On reading about matroids representable over partial fields, one learns about the 6th root of unity partial field, but other even-th root of unity partial fields seem to be absent from the standard repertoire of examples. Why is this? Is the matroid theory boring or not useful for those partial fields? I'd be particularly interested in knowing what is known about matroids over $\{1, -1, i, -i\}$ because it might be useful to me in another problem.
Thanks.
Consider the partial field $P:=\{p\in \mathbb{C}: |p|=1\}$. It is a theorem of Whittle that if a matroid $M$ is representable over $P$, then $M$ is sixth-root of unity.
$P$ contains each $P_k:=\{k^\text{th}\text{ roots}\}$, so all the $k$-root of unity matroids are also sixth-root-of-unity.
To represent $U_{2,4}$ over $P_k$ you need a $p\in P_k$ so that $(1-p)\in P_k$ - which happens only if $k$ is a multiple of $6$. Otherwise, the matroids over $P_k$ are both binary and sixth-root, and hence regular.

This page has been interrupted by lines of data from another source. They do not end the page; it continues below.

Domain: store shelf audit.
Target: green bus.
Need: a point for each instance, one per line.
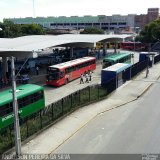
(30, 99)
(116, 58)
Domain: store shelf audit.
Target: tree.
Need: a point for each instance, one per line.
(11, 30)
(92, 30)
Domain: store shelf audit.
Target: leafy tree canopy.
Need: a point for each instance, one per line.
(10, 30)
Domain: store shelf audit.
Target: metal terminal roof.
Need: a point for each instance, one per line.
(118, 67)
(115, 57)
(72, 62)
(35, 43)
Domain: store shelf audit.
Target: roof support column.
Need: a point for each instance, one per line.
(4, 66)
(71, 52)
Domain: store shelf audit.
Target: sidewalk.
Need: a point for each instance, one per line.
(47, 141)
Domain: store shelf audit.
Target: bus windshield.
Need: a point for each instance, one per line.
(53, 74)
(106, 64)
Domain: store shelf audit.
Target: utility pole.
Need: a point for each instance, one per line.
(34, 9)
(15, 110)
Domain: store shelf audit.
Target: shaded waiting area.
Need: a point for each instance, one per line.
(30, 46)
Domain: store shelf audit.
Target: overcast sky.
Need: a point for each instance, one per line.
(44, 8)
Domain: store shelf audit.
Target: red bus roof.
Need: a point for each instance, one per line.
(73, 62)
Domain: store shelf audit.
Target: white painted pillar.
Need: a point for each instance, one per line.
(104, 48)
(4, 66)
(71, 52)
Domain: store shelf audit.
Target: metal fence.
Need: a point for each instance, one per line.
(53, 112)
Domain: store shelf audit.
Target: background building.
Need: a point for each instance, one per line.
(116, 23)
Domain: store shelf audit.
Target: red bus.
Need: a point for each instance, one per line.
(64, 72)
(137, 46)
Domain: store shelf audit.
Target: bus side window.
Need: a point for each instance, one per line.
(2, 110)
(61, 74)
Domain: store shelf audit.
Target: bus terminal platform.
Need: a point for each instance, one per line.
(47, 141)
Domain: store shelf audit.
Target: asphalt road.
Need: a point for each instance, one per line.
(132, 128)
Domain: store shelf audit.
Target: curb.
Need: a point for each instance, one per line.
(101, 112)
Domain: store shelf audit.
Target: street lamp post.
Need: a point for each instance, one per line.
(15, 110)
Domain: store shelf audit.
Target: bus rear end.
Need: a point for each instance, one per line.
(54, 77)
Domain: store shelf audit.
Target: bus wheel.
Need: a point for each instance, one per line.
(66, 81)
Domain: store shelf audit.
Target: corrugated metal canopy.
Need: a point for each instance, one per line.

If you're looking for a really interesting class extending the sixth-root-of-unity matroids, I can recommend the 'quaternionic unimodular' matroids defined here: https://arxiv.org/abs/1106.3088 They are pretty wild, but they should not be completely unmanageable: they do not contain $U_{2,7}$ if I remember right.
It is a conjecture in that paper that quaternionic unimodular matroids have the half plane property.
I am not an expert, but I would guess the reason you hear so much about 6th root of unity matroids is because there is the nice result that being a 6th root of unity matroid is equivalent to being representable over $GF(3)$ and $GF(4)$. I suppose if someone can prove a similarly nice theorem for another partial field we will hear more about them. One result which applies to the types of matroids in the question is Corollary 8.2 (b) of Homogeneous multivariate polynomials with the half-plane property by Choe, Oxley, Sokal, and Wagner which states:
Let $M$ be a rank-$r$ matroid on $n$ elements that can be represented over $\mathbb C$ by an $r \times n$ matrix $A$ for which every $r \times r$ subdeterminant is either zero or else of modulus 1. Then $M$ has the half-plane property.
A polynomial has the half plane property if it is nonvanishing on a half plane. A matroid has the half plane property if its basis generating function does. Of course having all minors $n$th roots of unity is stronger so perhaps more can be said, but this at least gives a result which applies to the matroids in the question. Maybe knowing this will help in your literature search.